Fuori, la città giaceva addormentata simile a un morto, nessuna luce brillava più in nessun luogo, nessun rumore osava interrompere quel sublime rombare, far scricchiolare anche un piccolo ramo, farsi scoprire. Restavano solo i profili aguzzi degli alberi, fittissimi, privi di vita, le linee possenti delle montagne simili alle zanne tremende di un Dio, e poi l’appiccicume dell’estate abbondante che ritardava ad arrivare gonfiando, esalando i suoi fumi dentro al ventre stracolmo del cielo.
La donna vibrò, battè i denti, la tazzina scivolò dalle dita, esplose per terra tintinnando, annaspando, e Madame Feval si ritrovò in piedi, tremante, le labbra invecchiate che sbattevano veloce in preda a una paura antichissima e pura.
Non è possibile, fischiò fuori dai denti mentre la mano avanzava lentissima in direzione della sottana, una mano bianca, spettrale che pareva accendersi di una luminosità opaca, simile a un latte evanescente, emanata da dentro le ossa.

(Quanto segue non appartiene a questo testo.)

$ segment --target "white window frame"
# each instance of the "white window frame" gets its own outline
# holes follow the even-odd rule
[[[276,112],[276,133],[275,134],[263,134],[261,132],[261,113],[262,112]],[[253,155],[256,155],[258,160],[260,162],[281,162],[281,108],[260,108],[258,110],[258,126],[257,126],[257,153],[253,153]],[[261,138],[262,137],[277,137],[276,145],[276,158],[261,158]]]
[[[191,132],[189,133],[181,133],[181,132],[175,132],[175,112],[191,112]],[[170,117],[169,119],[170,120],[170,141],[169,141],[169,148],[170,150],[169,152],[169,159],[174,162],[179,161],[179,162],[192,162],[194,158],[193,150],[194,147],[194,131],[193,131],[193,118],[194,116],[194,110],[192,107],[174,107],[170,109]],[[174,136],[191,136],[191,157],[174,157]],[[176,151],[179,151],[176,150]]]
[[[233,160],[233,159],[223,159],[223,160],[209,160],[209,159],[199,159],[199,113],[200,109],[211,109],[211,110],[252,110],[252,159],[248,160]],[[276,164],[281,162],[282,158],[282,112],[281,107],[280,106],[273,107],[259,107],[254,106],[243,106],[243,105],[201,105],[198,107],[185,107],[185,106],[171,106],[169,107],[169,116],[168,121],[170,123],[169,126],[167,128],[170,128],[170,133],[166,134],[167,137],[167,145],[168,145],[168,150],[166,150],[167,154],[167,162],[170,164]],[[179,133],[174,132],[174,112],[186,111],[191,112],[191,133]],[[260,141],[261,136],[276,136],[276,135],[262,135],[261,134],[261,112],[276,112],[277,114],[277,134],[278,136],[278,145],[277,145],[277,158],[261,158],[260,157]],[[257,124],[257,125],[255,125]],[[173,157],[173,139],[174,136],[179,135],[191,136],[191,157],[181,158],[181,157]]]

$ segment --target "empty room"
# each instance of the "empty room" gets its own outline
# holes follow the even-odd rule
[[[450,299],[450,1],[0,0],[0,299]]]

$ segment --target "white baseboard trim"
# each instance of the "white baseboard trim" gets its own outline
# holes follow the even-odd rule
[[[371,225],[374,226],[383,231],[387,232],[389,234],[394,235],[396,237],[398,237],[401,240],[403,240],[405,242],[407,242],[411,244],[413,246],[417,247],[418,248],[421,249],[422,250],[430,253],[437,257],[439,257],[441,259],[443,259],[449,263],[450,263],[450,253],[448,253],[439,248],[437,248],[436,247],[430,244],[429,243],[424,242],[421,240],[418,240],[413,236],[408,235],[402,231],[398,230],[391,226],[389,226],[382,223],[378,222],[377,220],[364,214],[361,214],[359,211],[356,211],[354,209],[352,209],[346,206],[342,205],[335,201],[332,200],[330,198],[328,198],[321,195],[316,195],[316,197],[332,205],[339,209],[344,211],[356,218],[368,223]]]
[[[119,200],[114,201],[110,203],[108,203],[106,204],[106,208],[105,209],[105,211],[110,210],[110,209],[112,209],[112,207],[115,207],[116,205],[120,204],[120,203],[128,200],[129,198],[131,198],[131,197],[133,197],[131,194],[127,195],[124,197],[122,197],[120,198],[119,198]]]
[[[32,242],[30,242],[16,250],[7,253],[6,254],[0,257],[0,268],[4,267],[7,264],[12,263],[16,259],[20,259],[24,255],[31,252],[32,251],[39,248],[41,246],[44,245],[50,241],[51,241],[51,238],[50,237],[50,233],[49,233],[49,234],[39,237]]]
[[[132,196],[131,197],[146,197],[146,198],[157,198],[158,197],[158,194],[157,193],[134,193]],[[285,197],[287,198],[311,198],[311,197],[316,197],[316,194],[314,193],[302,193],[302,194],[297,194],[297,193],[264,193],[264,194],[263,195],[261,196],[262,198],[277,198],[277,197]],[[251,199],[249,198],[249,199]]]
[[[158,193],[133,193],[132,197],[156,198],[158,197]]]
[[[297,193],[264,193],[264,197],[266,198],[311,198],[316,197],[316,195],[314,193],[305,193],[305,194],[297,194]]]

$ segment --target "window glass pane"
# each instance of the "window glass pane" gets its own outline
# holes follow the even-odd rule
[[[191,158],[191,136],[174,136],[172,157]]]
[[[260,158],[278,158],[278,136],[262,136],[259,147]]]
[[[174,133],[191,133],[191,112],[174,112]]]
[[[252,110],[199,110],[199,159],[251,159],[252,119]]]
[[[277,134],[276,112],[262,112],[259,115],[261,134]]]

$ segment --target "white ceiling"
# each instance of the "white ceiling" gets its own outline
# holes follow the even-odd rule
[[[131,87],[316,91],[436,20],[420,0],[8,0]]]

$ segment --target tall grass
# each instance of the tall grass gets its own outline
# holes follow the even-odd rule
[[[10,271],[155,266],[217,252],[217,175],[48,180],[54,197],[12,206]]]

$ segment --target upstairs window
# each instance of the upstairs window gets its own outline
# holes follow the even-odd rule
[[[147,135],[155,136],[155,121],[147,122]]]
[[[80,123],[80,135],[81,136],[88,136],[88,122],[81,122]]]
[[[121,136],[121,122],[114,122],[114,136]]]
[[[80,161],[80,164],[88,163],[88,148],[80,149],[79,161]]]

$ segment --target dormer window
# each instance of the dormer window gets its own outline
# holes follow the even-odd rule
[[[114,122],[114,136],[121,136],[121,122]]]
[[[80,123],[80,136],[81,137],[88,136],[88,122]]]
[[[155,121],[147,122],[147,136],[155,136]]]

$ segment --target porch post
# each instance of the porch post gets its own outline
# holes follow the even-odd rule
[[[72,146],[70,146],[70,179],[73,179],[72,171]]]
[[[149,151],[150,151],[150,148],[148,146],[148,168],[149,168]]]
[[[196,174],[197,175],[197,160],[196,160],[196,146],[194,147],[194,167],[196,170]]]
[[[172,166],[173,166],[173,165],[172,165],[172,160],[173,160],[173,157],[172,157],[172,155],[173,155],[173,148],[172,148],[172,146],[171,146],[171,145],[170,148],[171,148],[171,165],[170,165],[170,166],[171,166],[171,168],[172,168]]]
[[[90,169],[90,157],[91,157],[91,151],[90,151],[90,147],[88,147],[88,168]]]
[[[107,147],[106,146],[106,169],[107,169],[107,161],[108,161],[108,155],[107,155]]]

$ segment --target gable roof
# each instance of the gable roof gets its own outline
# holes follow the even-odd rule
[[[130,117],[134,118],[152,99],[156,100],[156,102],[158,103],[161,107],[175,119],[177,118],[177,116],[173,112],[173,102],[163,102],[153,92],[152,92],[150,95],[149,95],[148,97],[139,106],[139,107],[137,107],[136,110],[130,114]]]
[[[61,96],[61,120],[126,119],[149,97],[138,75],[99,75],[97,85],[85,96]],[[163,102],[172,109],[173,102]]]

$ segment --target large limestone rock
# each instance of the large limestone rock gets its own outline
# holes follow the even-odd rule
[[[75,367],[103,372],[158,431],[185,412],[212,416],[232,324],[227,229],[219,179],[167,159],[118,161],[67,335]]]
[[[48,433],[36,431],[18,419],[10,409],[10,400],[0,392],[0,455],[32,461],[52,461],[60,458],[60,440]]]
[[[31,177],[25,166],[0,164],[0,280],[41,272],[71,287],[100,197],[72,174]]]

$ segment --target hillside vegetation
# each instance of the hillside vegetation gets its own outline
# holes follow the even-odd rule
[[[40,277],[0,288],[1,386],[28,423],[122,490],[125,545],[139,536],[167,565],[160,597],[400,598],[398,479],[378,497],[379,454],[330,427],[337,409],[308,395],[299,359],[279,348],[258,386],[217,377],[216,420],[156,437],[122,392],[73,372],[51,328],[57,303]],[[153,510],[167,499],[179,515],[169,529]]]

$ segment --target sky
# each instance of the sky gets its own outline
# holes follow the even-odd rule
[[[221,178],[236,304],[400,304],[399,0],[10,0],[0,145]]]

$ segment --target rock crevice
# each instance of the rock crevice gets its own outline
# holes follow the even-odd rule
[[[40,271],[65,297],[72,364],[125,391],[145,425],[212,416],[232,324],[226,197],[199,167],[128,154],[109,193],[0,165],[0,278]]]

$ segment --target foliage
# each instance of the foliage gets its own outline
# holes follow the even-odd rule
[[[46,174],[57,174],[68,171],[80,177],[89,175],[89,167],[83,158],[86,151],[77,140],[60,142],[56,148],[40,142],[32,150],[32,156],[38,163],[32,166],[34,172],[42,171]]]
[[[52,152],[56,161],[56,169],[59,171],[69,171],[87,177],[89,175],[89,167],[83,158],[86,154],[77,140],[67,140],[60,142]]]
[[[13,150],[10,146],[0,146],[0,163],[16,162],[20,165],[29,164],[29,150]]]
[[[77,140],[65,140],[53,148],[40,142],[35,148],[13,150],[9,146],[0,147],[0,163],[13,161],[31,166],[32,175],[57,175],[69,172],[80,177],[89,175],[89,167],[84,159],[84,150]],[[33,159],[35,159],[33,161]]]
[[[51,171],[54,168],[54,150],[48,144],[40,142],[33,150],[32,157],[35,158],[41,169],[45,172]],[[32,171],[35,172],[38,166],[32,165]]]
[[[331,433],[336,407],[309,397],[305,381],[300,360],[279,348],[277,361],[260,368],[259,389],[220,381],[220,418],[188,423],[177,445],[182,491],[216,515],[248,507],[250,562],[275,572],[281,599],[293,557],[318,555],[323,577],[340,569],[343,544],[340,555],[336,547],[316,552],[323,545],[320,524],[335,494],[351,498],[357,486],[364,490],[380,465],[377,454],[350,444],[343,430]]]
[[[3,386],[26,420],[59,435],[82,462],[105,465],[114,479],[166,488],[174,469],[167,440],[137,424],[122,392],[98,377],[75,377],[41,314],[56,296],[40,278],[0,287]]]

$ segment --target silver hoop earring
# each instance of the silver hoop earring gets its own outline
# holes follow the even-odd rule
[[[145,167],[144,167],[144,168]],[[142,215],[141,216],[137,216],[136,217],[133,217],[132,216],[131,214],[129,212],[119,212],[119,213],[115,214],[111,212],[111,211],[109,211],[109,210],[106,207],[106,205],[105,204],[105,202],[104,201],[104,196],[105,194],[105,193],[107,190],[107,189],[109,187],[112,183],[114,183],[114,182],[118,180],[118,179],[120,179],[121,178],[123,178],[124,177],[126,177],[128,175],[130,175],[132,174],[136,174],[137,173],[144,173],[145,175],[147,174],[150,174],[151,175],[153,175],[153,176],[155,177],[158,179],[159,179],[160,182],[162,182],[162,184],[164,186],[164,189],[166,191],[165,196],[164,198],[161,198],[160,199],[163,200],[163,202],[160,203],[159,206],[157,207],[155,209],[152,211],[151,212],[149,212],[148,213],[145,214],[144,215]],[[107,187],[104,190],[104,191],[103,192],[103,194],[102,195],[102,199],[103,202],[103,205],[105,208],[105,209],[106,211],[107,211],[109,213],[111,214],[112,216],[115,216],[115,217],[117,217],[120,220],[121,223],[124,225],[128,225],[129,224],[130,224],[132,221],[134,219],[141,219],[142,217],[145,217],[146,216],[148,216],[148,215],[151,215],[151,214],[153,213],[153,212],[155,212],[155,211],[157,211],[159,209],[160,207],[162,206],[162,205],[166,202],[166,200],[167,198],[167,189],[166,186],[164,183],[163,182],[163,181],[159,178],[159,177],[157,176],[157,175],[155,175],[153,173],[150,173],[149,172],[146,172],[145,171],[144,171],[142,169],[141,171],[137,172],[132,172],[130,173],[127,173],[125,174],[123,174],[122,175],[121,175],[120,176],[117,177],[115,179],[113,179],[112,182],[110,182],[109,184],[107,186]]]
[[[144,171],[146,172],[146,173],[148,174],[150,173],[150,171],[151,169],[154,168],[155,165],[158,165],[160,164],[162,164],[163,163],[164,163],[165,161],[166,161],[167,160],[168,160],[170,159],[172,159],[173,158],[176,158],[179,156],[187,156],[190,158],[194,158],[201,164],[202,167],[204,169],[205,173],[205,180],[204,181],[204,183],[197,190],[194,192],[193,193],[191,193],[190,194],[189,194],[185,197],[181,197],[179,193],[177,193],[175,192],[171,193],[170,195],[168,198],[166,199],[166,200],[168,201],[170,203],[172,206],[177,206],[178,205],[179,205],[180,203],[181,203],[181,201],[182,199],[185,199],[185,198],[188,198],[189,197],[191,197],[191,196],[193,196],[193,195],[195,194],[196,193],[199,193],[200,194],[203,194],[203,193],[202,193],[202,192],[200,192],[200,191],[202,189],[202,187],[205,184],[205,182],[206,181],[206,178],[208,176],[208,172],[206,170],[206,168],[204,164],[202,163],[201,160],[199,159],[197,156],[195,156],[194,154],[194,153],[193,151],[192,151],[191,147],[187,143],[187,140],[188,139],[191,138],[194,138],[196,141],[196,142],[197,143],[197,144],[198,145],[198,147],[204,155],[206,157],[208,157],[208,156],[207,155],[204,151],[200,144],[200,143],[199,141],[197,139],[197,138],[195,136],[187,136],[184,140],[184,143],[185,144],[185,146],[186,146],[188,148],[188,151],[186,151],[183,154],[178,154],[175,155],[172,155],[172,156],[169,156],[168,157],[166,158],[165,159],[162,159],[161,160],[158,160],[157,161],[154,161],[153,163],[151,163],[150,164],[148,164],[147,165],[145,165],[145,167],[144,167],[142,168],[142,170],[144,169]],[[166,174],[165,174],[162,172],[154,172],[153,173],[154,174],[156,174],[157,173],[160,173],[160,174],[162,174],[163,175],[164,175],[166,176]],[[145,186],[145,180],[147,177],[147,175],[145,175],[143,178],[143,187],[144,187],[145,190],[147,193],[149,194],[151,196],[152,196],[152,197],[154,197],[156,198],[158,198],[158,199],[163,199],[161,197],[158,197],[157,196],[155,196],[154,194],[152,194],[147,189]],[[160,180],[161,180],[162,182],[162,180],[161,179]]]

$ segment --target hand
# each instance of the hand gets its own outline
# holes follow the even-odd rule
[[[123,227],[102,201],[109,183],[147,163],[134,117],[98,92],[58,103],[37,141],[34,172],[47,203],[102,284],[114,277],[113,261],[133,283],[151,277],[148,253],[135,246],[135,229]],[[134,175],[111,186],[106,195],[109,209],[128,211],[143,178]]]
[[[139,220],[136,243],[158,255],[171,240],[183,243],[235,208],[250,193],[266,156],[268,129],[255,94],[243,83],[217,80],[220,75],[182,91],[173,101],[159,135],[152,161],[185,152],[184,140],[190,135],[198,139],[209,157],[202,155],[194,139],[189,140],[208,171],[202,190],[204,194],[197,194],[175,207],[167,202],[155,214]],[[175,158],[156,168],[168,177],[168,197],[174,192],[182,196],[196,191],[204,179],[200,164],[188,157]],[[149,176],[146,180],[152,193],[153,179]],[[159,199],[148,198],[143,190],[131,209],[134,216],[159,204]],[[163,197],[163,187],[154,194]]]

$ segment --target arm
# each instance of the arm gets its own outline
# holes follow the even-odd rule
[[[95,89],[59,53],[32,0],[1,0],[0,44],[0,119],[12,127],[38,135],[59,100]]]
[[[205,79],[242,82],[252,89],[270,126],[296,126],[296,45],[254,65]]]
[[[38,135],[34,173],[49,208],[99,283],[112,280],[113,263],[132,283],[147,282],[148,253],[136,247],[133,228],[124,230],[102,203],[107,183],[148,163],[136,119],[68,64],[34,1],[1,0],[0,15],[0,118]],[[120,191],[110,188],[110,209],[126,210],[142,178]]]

Non è possibile, farfugliò ancora, la voce che si spaccava in tantissimi minuscoli pezzi, tictictictintintin, le gocce che colavano rosse lungo le cosce appassite, sopra la pelle bianca, ammosciata e svuotata del tempo, accarezzando le vene violacee fino a scivolare per terra sui piedi nudi, circondando i talloni, formando una piccola macchia color rubino fatta di sangue vivo, uterino, che risplendeva accecante dentro l’oscurità.”